Colors by Ross A. Campbell and Carlos Herrara (issue 1), Bokuman (Issue 2), Cat Melvin (3 to 5)

Edited by Ryan Rotuna

Published by Lone Wolf Comics

 

Rodney Marcelli is the kind of guy that most high schoolers dream of. Football star, in love with the girl of his dreams. He almost seems like a walking American dream given life. It makes sense that issue one opens up with a Nightmare. Rob dreams of a werewolf devouring Jen, his girlfriend, and it transforms back into him. Terrified, he wakes up back to reality. His girlfriend is there, making sure he’s okay. Tasting the blood in his mouth that he remembered from the dream, Rodney heads to sleep. It turns out that Rodney was being targeted by shadowy looking mages trying to discern a wolf. They seem to be targetting Rodney for nefarious purposes.

The next day, Rodney is in high school. He’s liked, he’s popular, and things are pretty good. He’s saved from being hit on by two very lovely ladies by Jen, there’s a touch of drama, and life seems okay. This seems normal. Only the two girls are part of the same group as the shadowy mages, and the rest of the issue builds up the inevitable confrontation between these very evil people and Rod and Jen.

Issue two is the homecoming dance and everything just goes to hell. Rodney and Jen just barely manage to get ahead of the demons and monsters from what would be called the Dark Covenant, which are after Rodney and Jen. The rest of the people at the dance are either killed or turned.

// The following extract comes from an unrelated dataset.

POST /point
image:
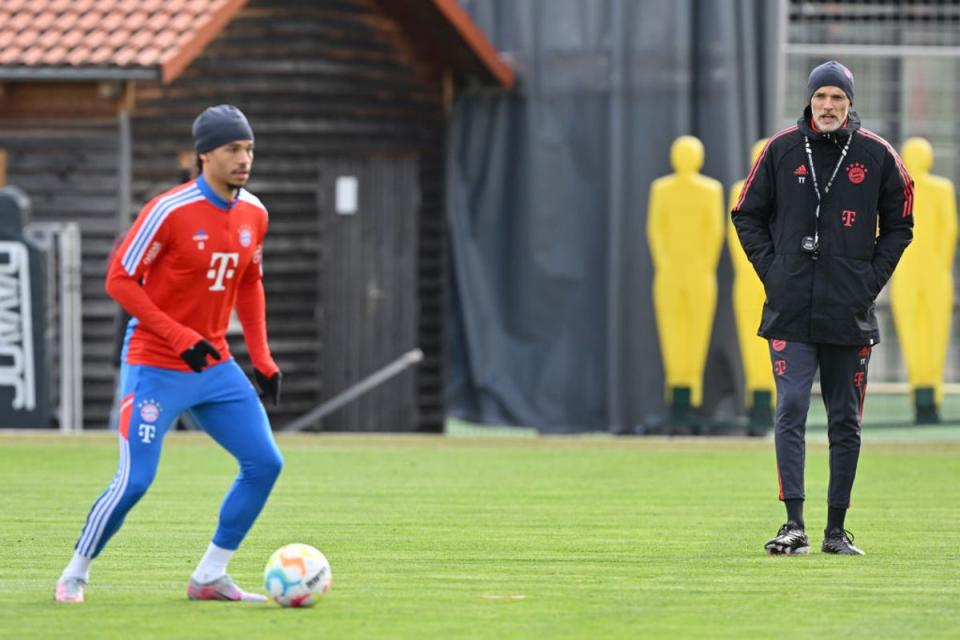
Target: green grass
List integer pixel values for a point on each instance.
(492, 538)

Jen is eventually captured by a mysterious man. Rod tries to stop him but is outclassed. As he’s goaded and goaded, Rod eventually loses it and transforms at the end of issue two into a werewolf.

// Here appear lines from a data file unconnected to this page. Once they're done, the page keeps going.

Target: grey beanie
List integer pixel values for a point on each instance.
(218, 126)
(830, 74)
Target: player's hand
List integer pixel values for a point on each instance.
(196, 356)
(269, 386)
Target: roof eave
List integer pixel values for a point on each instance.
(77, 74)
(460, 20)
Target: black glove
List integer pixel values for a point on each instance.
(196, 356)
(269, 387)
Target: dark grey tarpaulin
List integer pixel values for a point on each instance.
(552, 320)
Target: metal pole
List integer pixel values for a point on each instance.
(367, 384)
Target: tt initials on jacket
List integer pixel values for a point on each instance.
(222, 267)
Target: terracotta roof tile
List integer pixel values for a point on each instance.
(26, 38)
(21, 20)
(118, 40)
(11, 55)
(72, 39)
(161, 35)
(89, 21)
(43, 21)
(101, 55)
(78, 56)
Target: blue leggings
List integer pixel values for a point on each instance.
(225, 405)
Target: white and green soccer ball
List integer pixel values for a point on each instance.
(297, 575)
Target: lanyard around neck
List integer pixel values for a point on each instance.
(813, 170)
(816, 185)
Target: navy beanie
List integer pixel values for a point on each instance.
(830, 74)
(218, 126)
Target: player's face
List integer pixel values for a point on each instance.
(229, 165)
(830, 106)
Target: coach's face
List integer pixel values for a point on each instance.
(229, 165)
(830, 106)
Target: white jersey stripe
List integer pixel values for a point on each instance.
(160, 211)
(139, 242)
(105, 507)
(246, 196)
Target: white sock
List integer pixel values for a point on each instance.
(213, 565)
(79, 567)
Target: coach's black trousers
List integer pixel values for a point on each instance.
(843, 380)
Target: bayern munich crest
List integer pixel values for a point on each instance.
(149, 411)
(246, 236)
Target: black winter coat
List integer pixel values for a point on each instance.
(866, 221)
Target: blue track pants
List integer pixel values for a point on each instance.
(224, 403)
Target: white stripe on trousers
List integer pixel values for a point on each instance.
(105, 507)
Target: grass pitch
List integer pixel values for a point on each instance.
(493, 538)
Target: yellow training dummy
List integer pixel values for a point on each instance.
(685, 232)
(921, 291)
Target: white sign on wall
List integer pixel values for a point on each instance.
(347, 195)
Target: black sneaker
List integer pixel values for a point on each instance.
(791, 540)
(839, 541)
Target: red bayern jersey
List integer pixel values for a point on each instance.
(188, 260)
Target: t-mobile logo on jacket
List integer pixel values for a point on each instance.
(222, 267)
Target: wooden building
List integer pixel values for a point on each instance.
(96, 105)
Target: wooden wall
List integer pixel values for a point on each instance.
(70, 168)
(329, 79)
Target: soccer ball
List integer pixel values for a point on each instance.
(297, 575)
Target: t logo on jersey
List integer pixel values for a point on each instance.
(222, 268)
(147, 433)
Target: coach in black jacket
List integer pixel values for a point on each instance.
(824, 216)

Issue three starts changing up things. Up to this point, Multari has played into expectations of what you’d expect in a typical urban fantasy, but here he starts changing it up. It turns out the man kidnapping Jen is another werewolf named Black Claw, who responds to Rod’s transformation by kicking the crap out of him and scaring him with silver. After soundly defeating Rod, Black Claw takes Jen away.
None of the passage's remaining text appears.